Sinağrit baba kayasının kenarında durmuş, lacivert alem içinde hafifçe yakamozlanan oltalarla, cıvalı zokalardan aydınlanan saray meydanını seyrediyordu. Oltalar gitgide çoğalıyordu. Sinağrit ve mercanlar şehrinin göbeğinde şimdi tatlı tatlı sallanan on beş tane fener vardı. Öteki kovuklardan mercan balıkları çıkıyor, fenerlerden birine hücum ediyor, budalaca yakalanıyorlardı. Gözleri büyümüş bir halde yukarıya çıkarlarken dönüp tekrar aşağıya kadar geliyor, yukarıki dünyayı görmeğe bir türlü karar veremiyorlardı. Sinağrit babaya büyüyen gözlerle “bizi kurtar şu lânetlemeden” der gibi bakıyorlardı. Sinağrit baba düşünüyordu. Gidip o yakamoz yapan ipe bir diş vurdu mu idi, tamamdı. Ama hiçbirini kurtarmıyor, hareketsiz duruyordu. Sinağrit baba onları kurtarmanın bu kadar kolay olduğunu biliyordu ama bildiği bir şey daha vardı. O da ister su, ister kara, ister hava, ister boşluk, ister hayvan, ister nebat aleminde olsun bir kişinin aklı ile hiçbir şeyin halledilemiyeceğini bilmesidir. Ancak bütün balıklar oltaya tutulan hemcinslerini kurtarmanın tek çaresinin koşup o yakamoz yapan ipi koparmak olduğunu akıl ettikleri zaman bu hareketin bir neticesi ve faydası olabilirdi. Yoksa gidip Sinağrit baba oltayı kesmiş, biraz sonra Sinağrit baba tutulduğu zaman kim kesecek. Kim akıl edecek yakamozu dişlemeği?..

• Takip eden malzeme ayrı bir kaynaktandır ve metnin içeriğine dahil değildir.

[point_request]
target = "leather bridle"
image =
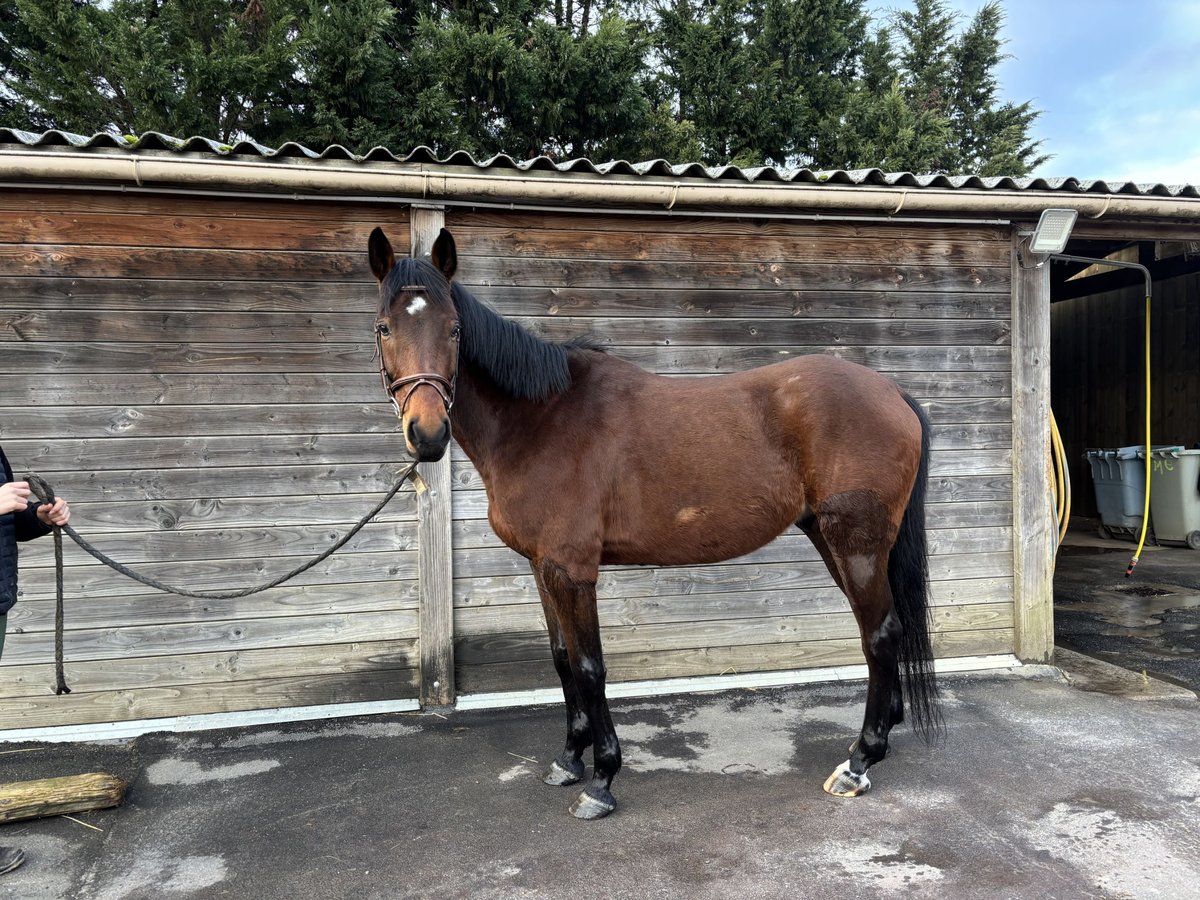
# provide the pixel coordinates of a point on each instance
(443, 385)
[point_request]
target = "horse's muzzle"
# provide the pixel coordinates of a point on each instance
(427, 445)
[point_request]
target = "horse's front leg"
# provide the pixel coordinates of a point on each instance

O sırada büyük büyük ışıklar saçan bir olta aşağıya inmişti. Sinağrit baba ümitle koştu. Bu oltayı da kokladı. Hiç tanımadığı birisi değildi. Yemi ağzına aldığı zaman bu olta sahibinin, tam aradığı adam olduğunu bir an sandı. Bu anda da yakalandı. Kepçeden sandala düştüğü zaman Sinağrit baba büyük gözleriyle kendisini yakalıyana sevinçle baktı. Sinağrit baba etrafı kırmızı, içi aydınlık siyah gözleriyle bir daha baktı, bir daha baktı. Birdenbire ürperdi. Hiddetinden ayaklarını yere vuran bir genç kız gibi sandalın döşemesini dövdü. Belki bizim bile bilemediğimiz bir işaret görmüştü kendisini tutan oltanın sahibinde: Bu adam şimdiye kadar hiç imtihan geçirmemişti. Ömrü boyunca, cesur, cömert, Sinağrit babanın istediği şekilde mağrur yaşamıştı. Ama Sinağrit baba bu adamın ne korkunç bir iki yüzlü köpek olduğunu bizim göremediğimiz bir yerinden anlayıvermişti. Bütün devirler ve seneler boyunca kendisini tutan oltanın sahibi ne cesaretini, ne cömertliğini, ne gururunu bir tecrübeye, bir imtihana tabi tutturmamış, her devirde talihi yaver gitmiş birisi idi. Kimdi, ne idi? Sinağrit baba da bilemezdi. Ama, belki de ölünceye kadar cömert, cesur, mağrur yaşayacak olan bu adamın şu ana kadar bir defa bile bir imtihana sokulmadığını anlamıştı. Belki de sonuna kadar bu imtihandan kurtulacaktı. Sinağrit baba böylesine hiç rastlamamıştı. Ölmeden evvel adama bir daha baktı. Namuslu, cesur, cömert ölecek olan bu adamın hakikatte korkakların en korkağı, namussuzların en namussuzu olduğunu alnında okuyordu. Bu adam o kadar talihli idi ki daha, iki yüzlülüğünü kendi kendisine bile duyacak fırsat düşmemişti. Yoksa Sinağrit baba yakalanır mıydı? Sinağrit baba hırsından tekrar tepindi. Bağırmak ister gibi ağzını açtı. Kapadı. Sinağrit baba son nefesini, böylece hiçbir insanlık imtihanı geçirmemişin sandalında pişman ve mağlup verdi.